You basic problem is that a slit aperture doesn't let much light through and then you propose to disperse it even more by passing it through a diffraction grating—and the longer the projection distance from your grating to the viewing surface the more diffuse the light gets.

But to see any but the coarsest structure in the spectrum you have to spread the spectrum over a relatively large linear distance by projecting over an adequate distance. Now, with the $10^{-6}\,\mathrm{m}$ line spacing that you suggest, the blue end of the first period is at about $$ \theta_{400\,\mathrm{nm}} = 0.41\,\mathrm{rad} = 24^\circ \;,$$ and the red end is at $$ \theta_{700\,\mathrm{nm}} = 0.78\,\mathrm{rad} = 44^\circ \;,$$ for a angular spread of around $0.37\,\mathrm{rad} = 20^\circ$. That's actually not too bad: projecting over only $10\,\mathrm{cm}$ gives you a visible spectrum $3.7\,\mathrm{cm}$ wide, meaning that you could reasonably expect to resolve features only a few nanometers of spectrum wide under ideal circumstances.

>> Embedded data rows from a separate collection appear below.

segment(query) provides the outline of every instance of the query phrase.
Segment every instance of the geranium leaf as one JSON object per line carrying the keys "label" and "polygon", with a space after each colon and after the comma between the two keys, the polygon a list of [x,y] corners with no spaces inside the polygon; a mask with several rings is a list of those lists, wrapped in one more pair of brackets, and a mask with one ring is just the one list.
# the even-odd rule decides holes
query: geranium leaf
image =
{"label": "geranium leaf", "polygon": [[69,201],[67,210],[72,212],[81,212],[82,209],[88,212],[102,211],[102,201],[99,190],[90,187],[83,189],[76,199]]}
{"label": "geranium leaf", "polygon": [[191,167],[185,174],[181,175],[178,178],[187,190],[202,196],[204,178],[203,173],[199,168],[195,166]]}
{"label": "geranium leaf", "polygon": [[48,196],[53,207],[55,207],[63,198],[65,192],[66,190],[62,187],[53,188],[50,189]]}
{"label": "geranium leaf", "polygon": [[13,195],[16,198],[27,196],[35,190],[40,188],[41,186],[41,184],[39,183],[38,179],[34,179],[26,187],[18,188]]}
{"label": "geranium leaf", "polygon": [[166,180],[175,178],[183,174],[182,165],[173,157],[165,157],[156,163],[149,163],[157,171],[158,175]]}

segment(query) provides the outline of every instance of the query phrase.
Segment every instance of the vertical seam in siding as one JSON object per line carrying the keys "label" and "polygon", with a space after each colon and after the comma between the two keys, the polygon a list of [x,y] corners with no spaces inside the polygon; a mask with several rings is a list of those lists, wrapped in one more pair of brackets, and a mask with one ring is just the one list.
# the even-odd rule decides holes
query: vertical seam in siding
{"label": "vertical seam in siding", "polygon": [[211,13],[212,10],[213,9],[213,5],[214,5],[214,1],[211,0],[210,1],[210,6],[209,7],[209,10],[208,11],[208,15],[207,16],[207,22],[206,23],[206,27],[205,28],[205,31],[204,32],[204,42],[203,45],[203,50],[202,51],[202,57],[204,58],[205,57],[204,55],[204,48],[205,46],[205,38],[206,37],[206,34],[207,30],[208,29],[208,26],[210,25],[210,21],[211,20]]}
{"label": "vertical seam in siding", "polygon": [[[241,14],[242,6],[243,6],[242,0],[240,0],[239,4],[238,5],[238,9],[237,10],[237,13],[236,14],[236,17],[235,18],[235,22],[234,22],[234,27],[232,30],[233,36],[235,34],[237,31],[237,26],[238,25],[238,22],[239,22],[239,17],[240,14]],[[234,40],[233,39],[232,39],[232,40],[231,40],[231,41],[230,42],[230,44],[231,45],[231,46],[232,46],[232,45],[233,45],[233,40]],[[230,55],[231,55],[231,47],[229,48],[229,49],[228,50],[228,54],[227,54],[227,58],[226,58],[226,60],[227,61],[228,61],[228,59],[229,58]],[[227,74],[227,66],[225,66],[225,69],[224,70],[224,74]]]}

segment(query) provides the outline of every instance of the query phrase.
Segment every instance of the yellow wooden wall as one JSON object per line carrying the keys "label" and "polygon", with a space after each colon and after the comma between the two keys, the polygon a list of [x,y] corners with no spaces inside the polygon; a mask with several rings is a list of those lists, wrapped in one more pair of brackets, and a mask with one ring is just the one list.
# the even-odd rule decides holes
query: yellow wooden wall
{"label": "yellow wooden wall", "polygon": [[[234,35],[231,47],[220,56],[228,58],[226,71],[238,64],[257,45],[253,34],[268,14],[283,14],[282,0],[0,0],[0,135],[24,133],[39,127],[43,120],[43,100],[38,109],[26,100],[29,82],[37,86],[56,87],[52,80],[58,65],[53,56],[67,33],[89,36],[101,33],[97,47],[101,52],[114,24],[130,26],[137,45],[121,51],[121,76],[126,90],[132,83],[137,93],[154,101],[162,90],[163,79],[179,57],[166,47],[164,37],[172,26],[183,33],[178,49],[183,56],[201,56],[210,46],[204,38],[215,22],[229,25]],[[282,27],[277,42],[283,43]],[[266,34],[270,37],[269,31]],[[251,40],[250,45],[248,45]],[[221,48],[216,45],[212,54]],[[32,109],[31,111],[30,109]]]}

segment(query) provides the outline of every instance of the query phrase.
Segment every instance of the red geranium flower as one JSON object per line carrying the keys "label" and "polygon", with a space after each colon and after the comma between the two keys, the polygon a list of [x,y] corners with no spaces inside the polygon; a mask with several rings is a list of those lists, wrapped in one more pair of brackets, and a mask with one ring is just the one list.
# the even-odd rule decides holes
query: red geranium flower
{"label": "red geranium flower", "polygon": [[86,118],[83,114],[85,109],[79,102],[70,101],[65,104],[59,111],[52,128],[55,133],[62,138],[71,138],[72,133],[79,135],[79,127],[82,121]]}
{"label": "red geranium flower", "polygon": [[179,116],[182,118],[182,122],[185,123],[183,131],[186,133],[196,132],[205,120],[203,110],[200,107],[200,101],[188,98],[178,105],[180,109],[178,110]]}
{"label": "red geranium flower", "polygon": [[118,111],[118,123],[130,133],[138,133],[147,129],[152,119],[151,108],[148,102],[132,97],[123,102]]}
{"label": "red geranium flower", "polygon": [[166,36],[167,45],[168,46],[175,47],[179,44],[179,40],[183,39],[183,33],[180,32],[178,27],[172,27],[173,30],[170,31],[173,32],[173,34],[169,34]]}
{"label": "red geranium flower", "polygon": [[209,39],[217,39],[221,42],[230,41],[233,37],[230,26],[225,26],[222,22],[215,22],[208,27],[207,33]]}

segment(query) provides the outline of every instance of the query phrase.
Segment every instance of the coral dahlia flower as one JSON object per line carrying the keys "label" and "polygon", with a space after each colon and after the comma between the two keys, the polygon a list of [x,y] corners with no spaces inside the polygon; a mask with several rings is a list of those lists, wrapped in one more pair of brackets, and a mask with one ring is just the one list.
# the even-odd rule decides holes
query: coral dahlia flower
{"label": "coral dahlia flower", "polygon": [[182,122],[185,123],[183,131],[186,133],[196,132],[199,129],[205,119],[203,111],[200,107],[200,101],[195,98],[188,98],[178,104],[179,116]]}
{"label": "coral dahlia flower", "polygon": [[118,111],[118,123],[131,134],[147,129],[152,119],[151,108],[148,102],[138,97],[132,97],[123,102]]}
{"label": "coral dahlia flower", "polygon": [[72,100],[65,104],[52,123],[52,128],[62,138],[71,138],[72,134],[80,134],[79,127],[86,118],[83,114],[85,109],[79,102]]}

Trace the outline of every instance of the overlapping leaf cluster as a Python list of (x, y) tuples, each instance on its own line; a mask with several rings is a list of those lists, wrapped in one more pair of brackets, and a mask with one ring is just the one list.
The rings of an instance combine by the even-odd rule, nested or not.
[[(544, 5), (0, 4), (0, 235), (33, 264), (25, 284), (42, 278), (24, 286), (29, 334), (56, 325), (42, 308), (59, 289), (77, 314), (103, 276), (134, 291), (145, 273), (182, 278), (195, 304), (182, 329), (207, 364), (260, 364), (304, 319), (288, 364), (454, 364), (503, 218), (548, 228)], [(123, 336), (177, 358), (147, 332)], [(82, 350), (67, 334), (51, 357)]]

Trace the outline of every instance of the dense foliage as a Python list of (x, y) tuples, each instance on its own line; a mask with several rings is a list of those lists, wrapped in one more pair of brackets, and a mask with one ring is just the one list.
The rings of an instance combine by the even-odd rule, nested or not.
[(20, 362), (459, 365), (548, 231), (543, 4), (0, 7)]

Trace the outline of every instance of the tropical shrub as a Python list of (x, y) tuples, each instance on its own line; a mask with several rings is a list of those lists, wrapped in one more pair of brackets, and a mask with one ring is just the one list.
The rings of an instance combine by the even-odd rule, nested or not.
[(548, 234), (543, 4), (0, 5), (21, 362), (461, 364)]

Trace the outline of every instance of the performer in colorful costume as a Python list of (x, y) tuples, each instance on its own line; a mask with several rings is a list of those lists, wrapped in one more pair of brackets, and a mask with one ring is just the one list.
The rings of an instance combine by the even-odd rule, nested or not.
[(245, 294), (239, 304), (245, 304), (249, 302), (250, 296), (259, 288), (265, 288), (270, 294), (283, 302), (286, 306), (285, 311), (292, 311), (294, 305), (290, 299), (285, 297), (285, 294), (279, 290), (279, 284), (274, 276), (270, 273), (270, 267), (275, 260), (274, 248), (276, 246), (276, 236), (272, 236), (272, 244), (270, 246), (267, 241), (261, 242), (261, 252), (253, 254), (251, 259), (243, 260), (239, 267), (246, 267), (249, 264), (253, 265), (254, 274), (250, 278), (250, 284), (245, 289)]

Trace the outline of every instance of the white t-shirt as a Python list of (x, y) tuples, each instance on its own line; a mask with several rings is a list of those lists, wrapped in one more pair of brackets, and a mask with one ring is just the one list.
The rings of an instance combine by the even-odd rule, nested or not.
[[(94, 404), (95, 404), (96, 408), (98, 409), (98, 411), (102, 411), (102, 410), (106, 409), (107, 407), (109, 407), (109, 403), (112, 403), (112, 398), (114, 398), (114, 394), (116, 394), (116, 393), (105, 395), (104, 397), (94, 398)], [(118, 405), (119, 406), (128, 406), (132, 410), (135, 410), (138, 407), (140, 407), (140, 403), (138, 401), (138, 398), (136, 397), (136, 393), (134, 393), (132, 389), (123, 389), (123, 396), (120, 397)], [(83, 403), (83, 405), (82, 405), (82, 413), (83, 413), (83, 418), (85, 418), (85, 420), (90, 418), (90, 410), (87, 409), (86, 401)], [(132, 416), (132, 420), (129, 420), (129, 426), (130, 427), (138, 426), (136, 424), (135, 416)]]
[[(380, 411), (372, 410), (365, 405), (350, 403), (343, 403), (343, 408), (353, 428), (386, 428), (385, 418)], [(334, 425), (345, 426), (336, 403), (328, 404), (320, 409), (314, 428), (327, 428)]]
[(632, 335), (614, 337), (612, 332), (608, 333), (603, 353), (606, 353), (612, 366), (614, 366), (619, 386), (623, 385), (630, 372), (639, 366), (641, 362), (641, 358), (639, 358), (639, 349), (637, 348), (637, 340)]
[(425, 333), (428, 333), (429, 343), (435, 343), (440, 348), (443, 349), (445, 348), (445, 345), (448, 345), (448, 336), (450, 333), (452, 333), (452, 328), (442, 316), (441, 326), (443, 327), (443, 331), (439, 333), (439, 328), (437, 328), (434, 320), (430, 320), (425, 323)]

But how much light do you have? If we treat the system as strictly two-dimensional then the visible brightness is reduced by a factor proportional to $3.7\,\mathrm{cm}/(\text{width of slit aperture})$,1 which is a pretty big factor for a fine slit (200ish? more?).

Making the slit wider helps with light, but the angular size of the slit as seen from the grating represents a low limit on the angular size of the spectra feature that you can expect to discern. So making the slit bigger to get more light reduces your spectral resolution. That's the core trade-off you are fighting here.

In the end you'll want to experiment with different slit widths and projection distances (something you should do before eclipse day) to optimize your design.

You'll certainly want to put the spectrometer in as enclosed a setting as possible (i.e. use a box geometry, not a open one), so that at least you are looking at a dim pattern in a dark space, rather than a bright one.


1 More generally that's $$ \frac{\text{linear size of the visible spectrum}}{\text{width of slit aperture}} $$ for continuous spectra (including those with absorption features. For spectra that are mainly emission lines the light is concentrated in those lines which will be brighter than this estimate suggests.